The vastly experienced Neil Crafford-Lazarus (Sephaku) shared an example of how vastly improved crushing technology gave their newer plants outstanding competitiveness due to the energy savings that the technology brought them. “The long term nature of plants often means you’re tinkering to keep up when a real investment to upgrade might well give you far more value. These are not just finance decisions - they are decisions which must be tied to your overall strategy and the culture,” he sais.

Replied Mark Kathan:

“I would agree and you also need exceptional engineering talent to move forward. My sense is that it’s tough to come by in SA when I look at other countries. It’s important for finance to be part of hiring, developing and most importantly, empowering talented engineers if the profession is going to keep making an impact on business. It’s not just great technology - we need operations, engineering, logistics, IT, HR and finance to come together meaningfully."

This sentiment was echoed by Sappi CFO Glen Pearce, who gave the example of an elite group of engineering specialists within BASF in Germany who, with government backing, split out to form a very elite consulting group that was making a real impact across Europe and the US. 

When probed on the role of government, there were some strong views in the room but the conclusion was unequivocal: the interplay between government and the private sector in nurturing and developing insights and solutions around energy is absolutely essential. All of the CFOs noted with concern the current state of Eskom and government bodies responsible for energy, and agreed that as a South African business, you could either wait for the next crisis or get on with finding your next efficiency option. Power independence was on the agenda for all in attendance, although some agreed it was unlikely they would ever get away from the grid entirely, given the high demand of their industry.

With CFOs all at different stages in their energy efficiency evolutions, the conversation was dynamic and practical. “Sappi measures everything - you could say we’re a little obsessed,” remarked Glen. “The truth is we make much better decisions when we have quality data and with good data you can often join the dots on opportunities that didn’t at first appear obvious.

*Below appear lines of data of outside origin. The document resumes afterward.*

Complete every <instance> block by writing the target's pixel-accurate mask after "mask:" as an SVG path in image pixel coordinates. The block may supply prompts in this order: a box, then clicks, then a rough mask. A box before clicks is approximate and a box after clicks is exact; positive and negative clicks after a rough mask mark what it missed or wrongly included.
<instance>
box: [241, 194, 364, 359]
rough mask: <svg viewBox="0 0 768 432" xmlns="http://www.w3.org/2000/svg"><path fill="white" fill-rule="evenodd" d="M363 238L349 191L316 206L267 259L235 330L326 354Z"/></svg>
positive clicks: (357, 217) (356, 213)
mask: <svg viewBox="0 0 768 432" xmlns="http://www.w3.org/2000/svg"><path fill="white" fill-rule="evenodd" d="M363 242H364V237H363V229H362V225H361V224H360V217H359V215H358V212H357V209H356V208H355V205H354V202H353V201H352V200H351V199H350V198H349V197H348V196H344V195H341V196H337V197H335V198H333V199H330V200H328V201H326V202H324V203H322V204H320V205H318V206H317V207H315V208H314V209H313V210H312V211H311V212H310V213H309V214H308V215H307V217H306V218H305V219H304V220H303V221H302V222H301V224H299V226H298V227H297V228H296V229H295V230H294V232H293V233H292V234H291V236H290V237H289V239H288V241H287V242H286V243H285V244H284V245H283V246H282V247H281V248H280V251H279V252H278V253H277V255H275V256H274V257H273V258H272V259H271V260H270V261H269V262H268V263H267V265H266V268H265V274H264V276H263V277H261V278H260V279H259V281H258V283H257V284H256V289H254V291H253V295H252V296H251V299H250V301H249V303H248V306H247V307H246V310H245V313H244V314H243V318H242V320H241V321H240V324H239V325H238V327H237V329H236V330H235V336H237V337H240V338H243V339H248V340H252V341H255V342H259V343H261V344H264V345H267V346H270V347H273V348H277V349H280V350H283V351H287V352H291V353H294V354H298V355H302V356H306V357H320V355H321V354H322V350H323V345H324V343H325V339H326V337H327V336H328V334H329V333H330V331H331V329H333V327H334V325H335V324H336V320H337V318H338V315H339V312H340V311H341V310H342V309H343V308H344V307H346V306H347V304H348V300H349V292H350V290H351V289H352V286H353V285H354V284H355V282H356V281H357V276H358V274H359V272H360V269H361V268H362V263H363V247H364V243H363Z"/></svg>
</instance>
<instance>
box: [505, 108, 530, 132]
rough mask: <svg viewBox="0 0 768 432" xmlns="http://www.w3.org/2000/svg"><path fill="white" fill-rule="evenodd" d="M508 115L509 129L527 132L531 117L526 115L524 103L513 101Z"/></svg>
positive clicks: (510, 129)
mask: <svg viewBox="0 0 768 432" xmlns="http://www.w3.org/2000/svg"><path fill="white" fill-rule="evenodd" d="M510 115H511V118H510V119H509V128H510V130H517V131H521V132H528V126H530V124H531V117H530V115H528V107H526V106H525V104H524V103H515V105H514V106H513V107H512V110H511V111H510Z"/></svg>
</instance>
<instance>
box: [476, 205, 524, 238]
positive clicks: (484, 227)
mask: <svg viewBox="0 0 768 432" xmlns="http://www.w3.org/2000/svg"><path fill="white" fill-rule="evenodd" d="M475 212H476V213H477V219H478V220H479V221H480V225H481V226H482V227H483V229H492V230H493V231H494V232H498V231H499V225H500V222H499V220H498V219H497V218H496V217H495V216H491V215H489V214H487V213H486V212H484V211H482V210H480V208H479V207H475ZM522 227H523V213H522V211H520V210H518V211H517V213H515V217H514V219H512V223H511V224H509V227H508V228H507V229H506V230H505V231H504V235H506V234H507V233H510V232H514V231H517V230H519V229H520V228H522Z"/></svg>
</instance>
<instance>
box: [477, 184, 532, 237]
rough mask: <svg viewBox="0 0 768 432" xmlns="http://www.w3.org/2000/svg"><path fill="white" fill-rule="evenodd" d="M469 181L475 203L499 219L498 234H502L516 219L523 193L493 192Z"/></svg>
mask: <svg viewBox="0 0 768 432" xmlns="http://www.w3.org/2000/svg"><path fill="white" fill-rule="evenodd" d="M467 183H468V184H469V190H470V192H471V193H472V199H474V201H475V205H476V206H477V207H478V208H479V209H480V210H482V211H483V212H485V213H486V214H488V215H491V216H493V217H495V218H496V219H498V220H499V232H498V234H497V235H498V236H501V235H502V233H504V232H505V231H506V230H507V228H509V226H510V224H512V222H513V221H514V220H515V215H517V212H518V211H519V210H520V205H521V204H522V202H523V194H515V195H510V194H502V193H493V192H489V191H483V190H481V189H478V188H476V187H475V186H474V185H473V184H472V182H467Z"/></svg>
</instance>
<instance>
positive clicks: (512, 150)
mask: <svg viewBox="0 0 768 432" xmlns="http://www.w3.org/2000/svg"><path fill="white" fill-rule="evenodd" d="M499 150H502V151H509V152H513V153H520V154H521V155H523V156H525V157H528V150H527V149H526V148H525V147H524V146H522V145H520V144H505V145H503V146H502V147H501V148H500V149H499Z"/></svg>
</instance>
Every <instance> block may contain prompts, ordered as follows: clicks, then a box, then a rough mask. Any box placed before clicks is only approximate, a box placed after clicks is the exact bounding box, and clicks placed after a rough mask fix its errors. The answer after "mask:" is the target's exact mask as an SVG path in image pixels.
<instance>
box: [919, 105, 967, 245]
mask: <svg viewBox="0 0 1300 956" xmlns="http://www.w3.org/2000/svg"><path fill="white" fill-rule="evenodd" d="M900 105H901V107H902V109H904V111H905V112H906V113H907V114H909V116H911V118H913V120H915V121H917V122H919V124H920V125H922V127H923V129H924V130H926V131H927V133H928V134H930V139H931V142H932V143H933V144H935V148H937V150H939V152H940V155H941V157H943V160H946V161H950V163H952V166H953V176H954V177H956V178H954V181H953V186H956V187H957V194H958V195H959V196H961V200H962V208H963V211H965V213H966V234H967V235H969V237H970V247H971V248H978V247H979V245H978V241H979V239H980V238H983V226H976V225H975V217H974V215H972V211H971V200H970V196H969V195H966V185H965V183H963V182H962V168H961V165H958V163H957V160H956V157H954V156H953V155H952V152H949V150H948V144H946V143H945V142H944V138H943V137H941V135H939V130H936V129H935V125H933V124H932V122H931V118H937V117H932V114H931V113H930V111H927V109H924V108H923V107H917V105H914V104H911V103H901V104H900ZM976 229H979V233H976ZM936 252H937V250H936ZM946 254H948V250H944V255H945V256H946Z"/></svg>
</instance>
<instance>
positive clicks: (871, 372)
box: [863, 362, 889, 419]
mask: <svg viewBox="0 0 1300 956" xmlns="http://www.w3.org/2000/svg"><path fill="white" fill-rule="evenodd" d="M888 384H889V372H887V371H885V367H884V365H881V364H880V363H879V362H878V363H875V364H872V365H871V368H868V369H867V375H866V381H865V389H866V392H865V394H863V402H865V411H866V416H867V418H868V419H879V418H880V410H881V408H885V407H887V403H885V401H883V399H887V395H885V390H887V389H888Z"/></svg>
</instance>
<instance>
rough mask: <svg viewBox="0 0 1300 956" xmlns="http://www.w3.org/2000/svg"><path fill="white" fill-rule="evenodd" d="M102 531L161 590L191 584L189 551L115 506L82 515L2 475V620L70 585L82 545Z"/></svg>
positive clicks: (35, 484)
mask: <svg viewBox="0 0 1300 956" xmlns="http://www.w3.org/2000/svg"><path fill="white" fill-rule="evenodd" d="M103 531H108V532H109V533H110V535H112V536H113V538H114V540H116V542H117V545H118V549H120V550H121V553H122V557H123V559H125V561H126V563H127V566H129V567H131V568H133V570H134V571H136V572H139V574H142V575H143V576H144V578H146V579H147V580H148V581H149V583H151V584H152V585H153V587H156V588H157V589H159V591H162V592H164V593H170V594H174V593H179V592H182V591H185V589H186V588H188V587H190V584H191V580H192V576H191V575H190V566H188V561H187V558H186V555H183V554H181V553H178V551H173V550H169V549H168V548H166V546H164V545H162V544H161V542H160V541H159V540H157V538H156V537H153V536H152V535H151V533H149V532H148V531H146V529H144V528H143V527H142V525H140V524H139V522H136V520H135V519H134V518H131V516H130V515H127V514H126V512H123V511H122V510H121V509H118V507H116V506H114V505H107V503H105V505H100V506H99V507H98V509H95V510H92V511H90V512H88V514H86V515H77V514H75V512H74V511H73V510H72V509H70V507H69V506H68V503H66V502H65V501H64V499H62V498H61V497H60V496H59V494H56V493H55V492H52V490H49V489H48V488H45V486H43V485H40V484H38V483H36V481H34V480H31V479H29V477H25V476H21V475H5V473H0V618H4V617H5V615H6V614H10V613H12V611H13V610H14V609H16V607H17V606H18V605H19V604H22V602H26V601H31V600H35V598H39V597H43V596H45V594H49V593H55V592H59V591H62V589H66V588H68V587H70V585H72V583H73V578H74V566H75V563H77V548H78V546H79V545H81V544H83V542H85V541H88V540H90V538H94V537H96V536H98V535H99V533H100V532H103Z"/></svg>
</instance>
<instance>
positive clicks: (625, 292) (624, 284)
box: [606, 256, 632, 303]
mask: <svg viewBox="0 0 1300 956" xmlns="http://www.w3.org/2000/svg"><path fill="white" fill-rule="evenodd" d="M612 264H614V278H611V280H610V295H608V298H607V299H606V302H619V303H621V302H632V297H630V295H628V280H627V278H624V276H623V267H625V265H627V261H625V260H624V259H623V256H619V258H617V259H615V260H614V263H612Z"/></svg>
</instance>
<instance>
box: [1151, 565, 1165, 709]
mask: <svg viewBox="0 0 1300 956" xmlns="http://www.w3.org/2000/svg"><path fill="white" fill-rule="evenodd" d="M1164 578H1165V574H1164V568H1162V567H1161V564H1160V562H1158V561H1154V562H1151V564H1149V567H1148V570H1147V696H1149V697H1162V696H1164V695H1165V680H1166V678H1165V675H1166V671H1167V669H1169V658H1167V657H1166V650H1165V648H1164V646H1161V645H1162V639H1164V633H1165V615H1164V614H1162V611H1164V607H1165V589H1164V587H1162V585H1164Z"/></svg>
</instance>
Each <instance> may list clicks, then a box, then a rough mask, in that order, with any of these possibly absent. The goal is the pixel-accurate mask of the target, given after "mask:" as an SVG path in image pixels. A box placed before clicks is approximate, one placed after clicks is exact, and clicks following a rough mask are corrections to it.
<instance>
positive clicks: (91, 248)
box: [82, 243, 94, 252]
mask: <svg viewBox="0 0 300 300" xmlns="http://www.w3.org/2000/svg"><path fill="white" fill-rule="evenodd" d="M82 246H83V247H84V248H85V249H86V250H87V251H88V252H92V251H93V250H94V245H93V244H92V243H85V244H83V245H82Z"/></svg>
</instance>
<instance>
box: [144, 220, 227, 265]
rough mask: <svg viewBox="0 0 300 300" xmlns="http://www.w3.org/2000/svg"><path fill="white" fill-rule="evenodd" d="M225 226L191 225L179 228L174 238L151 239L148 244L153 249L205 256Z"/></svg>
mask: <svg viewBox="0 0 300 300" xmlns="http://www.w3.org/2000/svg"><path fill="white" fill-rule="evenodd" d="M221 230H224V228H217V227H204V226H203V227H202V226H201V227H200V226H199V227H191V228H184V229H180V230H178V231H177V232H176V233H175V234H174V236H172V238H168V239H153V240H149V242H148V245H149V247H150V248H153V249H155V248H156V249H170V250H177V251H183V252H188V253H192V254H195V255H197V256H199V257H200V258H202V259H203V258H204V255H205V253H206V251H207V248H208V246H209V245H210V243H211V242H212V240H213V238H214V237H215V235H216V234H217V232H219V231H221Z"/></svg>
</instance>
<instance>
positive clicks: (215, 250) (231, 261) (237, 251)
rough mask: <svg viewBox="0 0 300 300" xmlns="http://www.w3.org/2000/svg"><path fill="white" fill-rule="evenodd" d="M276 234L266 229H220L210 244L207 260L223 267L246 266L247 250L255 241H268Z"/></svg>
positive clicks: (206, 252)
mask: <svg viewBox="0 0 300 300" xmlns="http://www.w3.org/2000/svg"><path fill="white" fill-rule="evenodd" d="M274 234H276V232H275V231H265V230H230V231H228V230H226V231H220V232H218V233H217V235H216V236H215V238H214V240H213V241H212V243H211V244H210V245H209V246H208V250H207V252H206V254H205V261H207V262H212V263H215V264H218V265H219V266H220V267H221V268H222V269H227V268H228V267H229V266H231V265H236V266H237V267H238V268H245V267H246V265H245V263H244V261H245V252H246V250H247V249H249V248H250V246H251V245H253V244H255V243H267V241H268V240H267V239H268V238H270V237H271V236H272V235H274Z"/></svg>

As an example, our drive to reduce consumption in our South African operations was matched by an overall view to managing waste, and we realised that waste in our business offered a chance to actually produce bio-energy. This seems really obvious today but getting to this point required us to have the ‘measure everything’ attitude.”

Deloitte's audit partner Sebastian Carter spoke highly of the dinner and the opportunity to network with finance leaders:

"It was a most enjoyable dinner and a discussion which is globally relevant and shared by leaders of businesses which form the cornerstones of our economy. Thanks to everyone, I really enjoyed your company."

As the evening wound to a close, the CFOs summed up some of their key takeaways:

  1. Don’t wait for a crisis before tackling the energy-efficiency challenge.
  2. Start the energy-efficiency journey as soon as possible - big projects and small projects eventually snowball and become part of your DNA.
  3. Find ways to keep up with the technology and ask whether you’re keeping up - the rate of change means you can no longer wait five or more years to check your position.
  4. Partnerships are essential - from engineering to operations, HR and IT. Finance must empower and drive the partner mentality.
  5. Leaders need to push the organisation to change, even if it means making people uncomfortable or re-calibrating their KPIs.